Goldman’s results followed similar strong performances by JPMorgan Chase and Citigroup. Over all, Goldman’s revenue in the quarter rose to $8.6 billion, from $6.6 billion in the period a year earlier.
On Wall Street, the last couple of months were dominated by a sudden and sharp rise in interest rates after the Federal Reserve indicated it might wind down its big bond purchase program, which has helped the economy recover from the financial crisis.
A rise in interest rates can both help and hurt banks, depending on the businesses they are in. As rates rise, fewer borrowers are likely to refinance or buy a house, and that reluctance can cut into banks’ profit. Goldman, unlike its rival JPMorgan Chase, is not a big player in originating residential mortgages, but it does trade mortgages, and as rates increased, its revenue in this area fell. At the same time, the move by various central banks to raise rates ignited a flurry of currency trading, which helped Goldman and other banks.
On the analyst call, Mr. Schwartz, in response to a question, said investors needed to look into why rates were rising. If they are being driven by inflation, he said, that is more problematic than “returning to a normal world of more steady economic growth,” as many investors believe. “That is what we are rooting for,” he added.
The surge in interest rates was felt most acutely in Goldman’s fixed-income, or bond, department. Net revenue in the unit was $2.46 billion, up 12 percent, reflecting what the company said was significant higher net revenue in currencies, credit products and commodities. Still, these increases were offset in part by significantly lower revenue in mortgages and interest-rate products.
The bank reduced the risk it was taking in products related to interest rates. The firm’s so-called value-at-risk in rates declined to an average of $59 million in the second quarter from $83 million in the period a year earlier and $62 million in the first quarter. Value-at-risk is a yardstick of the amount of losses that could be experienced in one trading day.
The firm’s annualized return on equity was 10.5 percent for the quarter, up from 5.4 percent in the period a year earlier. It was far below its performance in boom years like 2006, when its return on equity was 41.5 percent.
Revenue from investing and lending activities came in at $1.42 billion, up from just $203 million in the period a year earlier.
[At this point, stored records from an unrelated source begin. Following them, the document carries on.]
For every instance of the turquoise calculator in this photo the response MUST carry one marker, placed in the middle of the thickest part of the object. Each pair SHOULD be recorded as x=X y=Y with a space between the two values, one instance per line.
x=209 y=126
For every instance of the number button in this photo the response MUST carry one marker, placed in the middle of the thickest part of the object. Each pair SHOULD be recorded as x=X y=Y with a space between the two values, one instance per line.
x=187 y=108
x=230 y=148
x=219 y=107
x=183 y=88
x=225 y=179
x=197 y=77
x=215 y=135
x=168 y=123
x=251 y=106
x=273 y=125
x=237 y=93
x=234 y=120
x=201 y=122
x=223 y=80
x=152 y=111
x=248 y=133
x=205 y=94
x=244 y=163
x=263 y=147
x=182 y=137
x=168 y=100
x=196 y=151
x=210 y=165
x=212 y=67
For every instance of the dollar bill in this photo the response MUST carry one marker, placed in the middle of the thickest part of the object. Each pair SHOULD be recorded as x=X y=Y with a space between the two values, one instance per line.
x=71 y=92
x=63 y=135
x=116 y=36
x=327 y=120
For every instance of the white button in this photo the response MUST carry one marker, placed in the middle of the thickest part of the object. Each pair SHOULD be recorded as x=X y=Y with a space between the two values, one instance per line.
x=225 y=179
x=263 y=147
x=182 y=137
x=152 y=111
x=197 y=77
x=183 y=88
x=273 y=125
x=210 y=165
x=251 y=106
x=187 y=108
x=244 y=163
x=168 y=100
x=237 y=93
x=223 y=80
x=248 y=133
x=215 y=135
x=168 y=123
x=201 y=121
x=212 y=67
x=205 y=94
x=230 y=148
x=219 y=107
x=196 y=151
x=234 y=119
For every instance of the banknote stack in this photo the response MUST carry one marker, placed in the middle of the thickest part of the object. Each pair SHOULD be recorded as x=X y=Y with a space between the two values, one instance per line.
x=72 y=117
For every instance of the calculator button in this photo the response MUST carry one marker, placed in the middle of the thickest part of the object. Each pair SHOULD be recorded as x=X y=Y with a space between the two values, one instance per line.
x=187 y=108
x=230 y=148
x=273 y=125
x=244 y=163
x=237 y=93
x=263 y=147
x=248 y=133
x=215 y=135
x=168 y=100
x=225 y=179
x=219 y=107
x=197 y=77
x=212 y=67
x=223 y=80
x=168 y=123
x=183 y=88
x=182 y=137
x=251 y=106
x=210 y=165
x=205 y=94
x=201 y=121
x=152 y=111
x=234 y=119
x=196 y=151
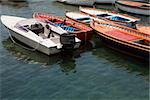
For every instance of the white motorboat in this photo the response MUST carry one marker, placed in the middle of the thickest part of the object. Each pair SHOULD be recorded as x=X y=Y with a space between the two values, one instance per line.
x=37 y=35
x=105 y=1
x=78 y=2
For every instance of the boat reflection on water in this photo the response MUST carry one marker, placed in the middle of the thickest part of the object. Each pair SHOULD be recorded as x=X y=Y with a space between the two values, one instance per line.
x=65 y=60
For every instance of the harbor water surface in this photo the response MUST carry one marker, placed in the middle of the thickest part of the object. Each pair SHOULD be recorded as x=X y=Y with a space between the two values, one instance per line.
x=90 y=73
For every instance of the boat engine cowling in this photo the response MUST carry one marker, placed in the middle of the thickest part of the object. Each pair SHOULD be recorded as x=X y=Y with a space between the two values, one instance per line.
x=68 y=41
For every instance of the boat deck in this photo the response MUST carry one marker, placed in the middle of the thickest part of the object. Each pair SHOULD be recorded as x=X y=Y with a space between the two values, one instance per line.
x=122 y=35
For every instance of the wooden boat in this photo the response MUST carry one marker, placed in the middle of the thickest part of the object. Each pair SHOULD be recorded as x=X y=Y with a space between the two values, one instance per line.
x=78 y=2
x=122 y=19
x=125 y=40
x=82 y=31
x=143 y=28
x=79 y=17
x=37 y=35
x=105 y=1
x=133 y=7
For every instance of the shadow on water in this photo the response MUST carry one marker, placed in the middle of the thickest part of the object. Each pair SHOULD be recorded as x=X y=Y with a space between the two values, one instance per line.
x=120 y=60
x=15 y=3
x=65 y=60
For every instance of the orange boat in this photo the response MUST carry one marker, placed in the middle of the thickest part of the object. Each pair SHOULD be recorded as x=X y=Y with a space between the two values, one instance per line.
x=82 y=31
x=125 y=40
x=133 y=7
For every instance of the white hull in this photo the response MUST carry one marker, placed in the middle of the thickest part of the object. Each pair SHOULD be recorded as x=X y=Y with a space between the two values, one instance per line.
x=34 y=44
x=78 y=2
x=105 y=1
x=47 y=46
x=133 y=10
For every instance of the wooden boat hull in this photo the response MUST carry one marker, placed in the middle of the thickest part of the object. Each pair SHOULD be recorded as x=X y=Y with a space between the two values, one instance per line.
x=124 y=48
x=132 y=9
x=105 y=1
x=85 y=33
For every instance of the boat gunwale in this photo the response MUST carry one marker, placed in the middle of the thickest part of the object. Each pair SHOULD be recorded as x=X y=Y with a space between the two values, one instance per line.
x=131 y=6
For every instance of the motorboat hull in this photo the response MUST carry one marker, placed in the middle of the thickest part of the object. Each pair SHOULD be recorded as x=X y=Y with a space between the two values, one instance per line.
x=47 y=45
x=34 y=44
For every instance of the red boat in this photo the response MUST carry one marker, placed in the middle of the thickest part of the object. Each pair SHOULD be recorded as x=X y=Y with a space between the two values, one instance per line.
x=82 y=31
x=126 y=40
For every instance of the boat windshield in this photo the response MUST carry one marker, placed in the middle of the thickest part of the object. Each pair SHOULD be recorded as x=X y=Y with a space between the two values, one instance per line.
x=25 y=25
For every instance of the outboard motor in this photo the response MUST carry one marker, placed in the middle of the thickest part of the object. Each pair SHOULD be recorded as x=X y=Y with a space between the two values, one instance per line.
x=68 y=41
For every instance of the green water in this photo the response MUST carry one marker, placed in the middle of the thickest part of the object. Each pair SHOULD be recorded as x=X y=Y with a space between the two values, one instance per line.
x=98 y=73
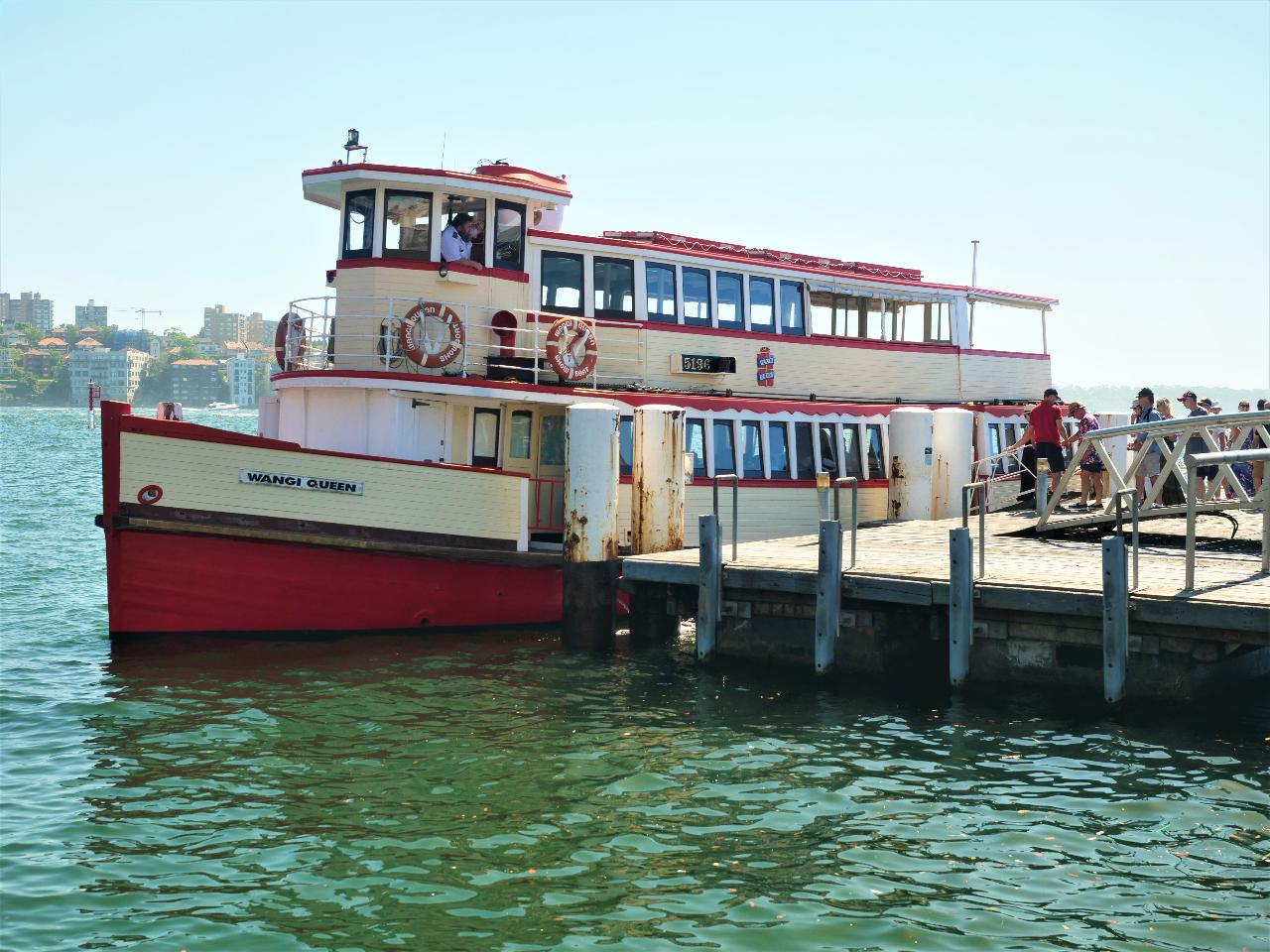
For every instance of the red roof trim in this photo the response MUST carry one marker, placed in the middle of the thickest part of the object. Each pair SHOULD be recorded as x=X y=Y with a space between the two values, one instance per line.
x=779 y=266
x=411 y=264
x=543 y=185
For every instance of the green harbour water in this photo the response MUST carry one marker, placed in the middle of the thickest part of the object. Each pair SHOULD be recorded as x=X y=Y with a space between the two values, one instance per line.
x=488 y=791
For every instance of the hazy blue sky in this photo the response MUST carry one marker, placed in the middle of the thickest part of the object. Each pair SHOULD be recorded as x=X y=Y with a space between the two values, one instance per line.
x=1112 y=155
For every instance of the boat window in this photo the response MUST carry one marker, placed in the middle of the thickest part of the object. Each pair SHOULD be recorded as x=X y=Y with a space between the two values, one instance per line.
x=695 y=439
x=803 y=451
x=615 y=287
x=522 y=430
x=405 y=223
x=779 y=451
x=751 y=451
x=731 y=299
x=659 y=280
x=851 y=449
x=358 y=223
x=552 y=440
x=725 y=458
x=485 y=436
x=509 y=236
x=562 y=282
x=828 y=448
x=792 y=307
x=876 y=465
x=761 y=304
x=476 y=208
x=625 y=444
x=697 y=296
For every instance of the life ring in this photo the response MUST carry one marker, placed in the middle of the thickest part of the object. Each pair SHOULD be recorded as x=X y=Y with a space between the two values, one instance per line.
x=423 y=349
x=293 y=326
x=572 y=349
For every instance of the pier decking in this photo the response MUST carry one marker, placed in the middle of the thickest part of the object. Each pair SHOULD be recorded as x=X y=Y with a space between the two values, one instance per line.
x=1038 y=608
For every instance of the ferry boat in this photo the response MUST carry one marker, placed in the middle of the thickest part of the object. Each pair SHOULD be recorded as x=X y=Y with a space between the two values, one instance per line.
x=409 y=468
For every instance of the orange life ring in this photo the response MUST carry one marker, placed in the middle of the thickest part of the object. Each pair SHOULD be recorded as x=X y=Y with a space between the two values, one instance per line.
x=290 y=324
x=572 y=349
x=414 y=339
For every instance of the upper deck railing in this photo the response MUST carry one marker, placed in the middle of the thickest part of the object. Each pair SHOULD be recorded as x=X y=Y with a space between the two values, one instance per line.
x=363 y=333
x=1171 y=436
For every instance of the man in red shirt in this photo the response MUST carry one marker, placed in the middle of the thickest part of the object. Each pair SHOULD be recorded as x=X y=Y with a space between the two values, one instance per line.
x=1048 y=434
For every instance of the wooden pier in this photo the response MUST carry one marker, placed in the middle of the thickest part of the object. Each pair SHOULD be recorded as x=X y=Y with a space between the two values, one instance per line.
x=1047 y=608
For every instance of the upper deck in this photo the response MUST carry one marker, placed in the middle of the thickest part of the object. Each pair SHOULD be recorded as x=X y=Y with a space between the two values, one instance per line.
x=667 y=311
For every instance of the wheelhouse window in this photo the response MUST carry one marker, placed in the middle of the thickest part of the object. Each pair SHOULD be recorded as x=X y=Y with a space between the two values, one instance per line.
x=615 y=287
x=804 y=452
x=625 y=444
x=695 y=440
x=520 y=439
x=779 y=451
x=509 y=236
x=762 y=308
x=751 y=451
x=828 y=448
x=792 y=307
x=659 y=281
x=876 y=463
x=562 y=282
x=407 y=216
x=725 y=457
x=477 y=209
x=731 y=299
x=358 y=223
x=697 y=296
x=851 y=451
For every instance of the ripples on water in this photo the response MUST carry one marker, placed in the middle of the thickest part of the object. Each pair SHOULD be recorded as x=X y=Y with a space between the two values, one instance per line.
x=457 y=793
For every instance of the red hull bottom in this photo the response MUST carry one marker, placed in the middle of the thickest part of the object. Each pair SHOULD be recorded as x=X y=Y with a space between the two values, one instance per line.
x=172 y=583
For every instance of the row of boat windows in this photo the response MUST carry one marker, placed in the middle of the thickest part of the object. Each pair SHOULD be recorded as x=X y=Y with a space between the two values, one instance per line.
x=758 y=449
x=708 y=298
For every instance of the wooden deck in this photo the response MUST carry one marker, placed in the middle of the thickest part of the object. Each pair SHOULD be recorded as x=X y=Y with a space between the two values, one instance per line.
x=908 y=562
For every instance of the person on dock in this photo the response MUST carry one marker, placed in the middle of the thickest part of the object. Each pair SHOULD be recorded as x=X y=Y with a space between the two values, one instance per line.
x=1092 y=472
x=456 y=241
x=1047 y=430
x=1150 y=466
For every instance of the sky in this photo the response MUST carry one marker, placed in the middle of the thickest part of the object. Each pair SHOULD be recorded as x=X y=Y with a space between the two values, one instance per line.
x=1115 y=157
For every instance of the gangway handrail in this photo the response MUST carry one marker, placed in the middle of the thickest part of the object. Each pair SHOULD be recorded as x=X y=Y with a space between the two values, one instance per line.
x=735 y=494
x=1230 y=456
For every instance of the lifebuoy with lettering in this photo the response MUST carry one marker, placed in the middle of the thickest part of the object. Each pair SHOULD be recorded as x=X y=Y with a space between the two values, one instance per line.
x=290 y=327
x=420 y=345
x=572 y=349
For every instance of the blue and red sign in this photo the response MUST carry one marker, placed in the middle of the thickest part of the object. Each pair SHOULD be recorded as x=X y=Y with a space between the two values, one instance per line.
x=766 y=367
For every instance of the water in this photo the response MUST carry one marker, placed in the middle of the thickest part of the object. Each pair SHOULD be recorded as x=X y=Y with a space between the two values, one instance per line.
x=495 y=793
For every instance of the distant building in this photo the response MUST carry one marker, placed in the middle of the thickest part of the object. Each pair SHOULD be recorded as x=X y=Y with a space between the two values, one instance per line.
x=117 y=371
x=30 y=307
x=197 y=382
x=241 y=375
x=90 y=315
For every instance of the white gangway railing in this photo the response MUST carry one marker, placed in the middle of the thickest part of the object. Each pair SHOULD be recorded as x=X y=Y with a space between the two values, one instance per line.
x=1216 y=434
x=495 y=339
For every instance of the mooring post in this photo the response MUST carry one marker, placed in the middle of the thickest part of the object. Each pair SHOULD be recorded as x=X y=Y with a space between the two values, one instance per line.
x=589 y=588
x=657 y=511
x=960 y=603
x=828 y=594
x=708 y=585
x=1115 y=617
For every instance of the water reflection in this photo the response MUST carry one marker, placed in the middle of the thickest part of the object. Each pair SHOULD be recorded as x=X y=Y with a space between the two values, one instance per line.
x=441 y=792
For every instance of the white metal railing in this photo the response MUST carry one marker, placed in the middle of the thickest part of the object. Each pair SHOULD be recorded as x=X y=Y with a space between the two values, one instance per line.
x=1171 y=438
x=317 y=341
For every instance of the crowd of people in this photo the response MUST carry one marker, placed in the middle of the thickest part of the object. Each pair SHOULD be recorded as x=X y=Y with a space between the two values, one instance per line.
x=1046 y=438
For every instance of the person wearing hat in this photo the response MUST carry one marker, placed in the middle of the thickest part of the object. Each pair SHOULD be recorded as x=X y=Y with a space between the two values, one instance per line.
x=1047 y=430
x=1150 y=466
x=456 y=241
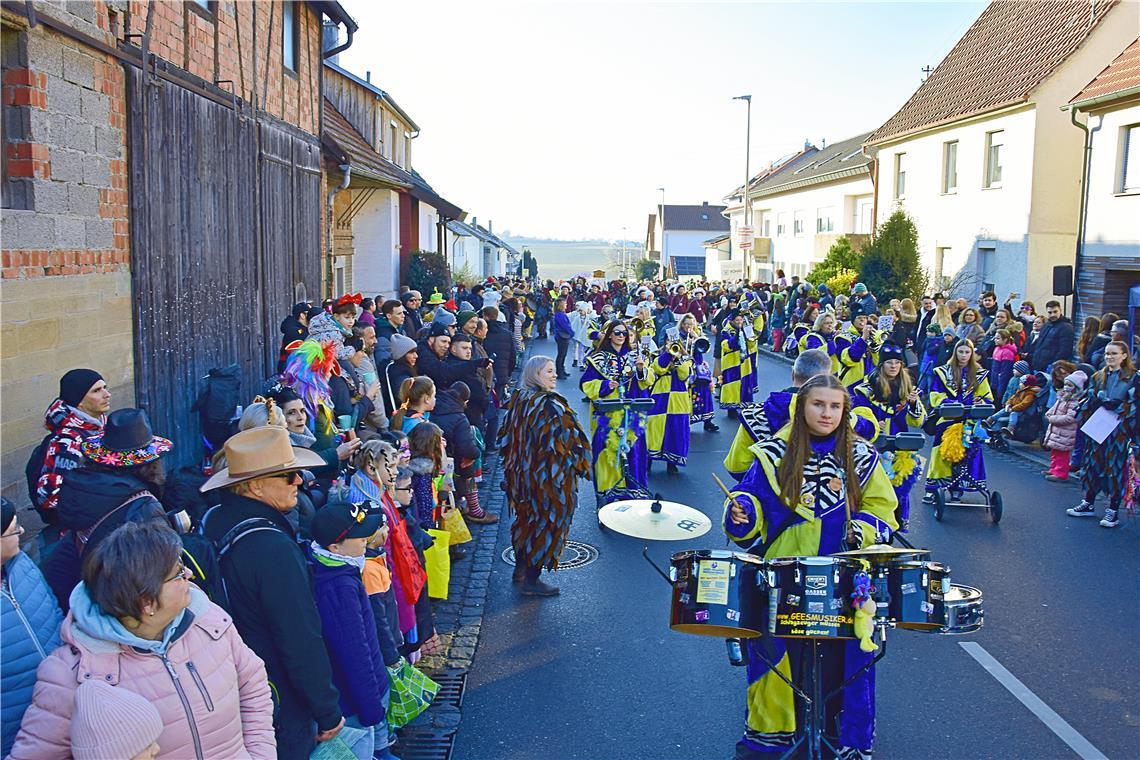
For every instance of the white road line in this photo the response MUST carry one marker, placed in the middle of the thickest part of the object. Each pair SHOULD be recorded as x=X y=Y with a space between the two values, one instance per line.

The firm had a rather rocky second quarter in 2012, and its results in that quarter included a big loss on a significant investment in this unit.
Investment banking revenue rose 29 percent, to $1.6 billion, helped by significantly higher net revenue in debt and equity underwriting. Equity underwriting was a particular standout, jumping 55 percent, to $371 million. Debt underwriting rose 40 percent, to $695 million.
Goldman also disclosed that it had set aside $3.7 billion in the quarter for compensation, up 27 percent from the period a year earlier. The current accrual represents 43 percent of revenue, which is in line with other years. Banks like Goldman set aside compensation during the year but do not pay it out until they determine earnings for the full year.
Over the last year, Goldman has reduced its payroll to 31,700 employees, down 2 percent from the period a year earlier, as the firm continues to focus on cutting costs.
On the call, analysts also pressed Mr. Schwartz to disclose how close Goldman was to meeting leverage ratio requirements proposed recently by regulators — 5 percent for the big bank holding companies and 6 percent for insured deposit-taking subsidiaries. The leverage ratio calculates capital as a percentage of assets held as a buffer against losses when investments go bad.
“Our first assessment is we’re very comfortable with where we are,” Mr. Schwartz said. Not satisfied, a Morgan Stanley analyst, Betsy Graseck, took another run at the question. “What is your definition of comfortable?” she asked.
“Comfortable,” Mr. Schwartz responded. “I’m not trying to be cute with you. Look, it’s just come out. Our team has looked at it. Our early read is all of the things we’ve done on the balance sheet over the past several years have left us reasonably well positioned.”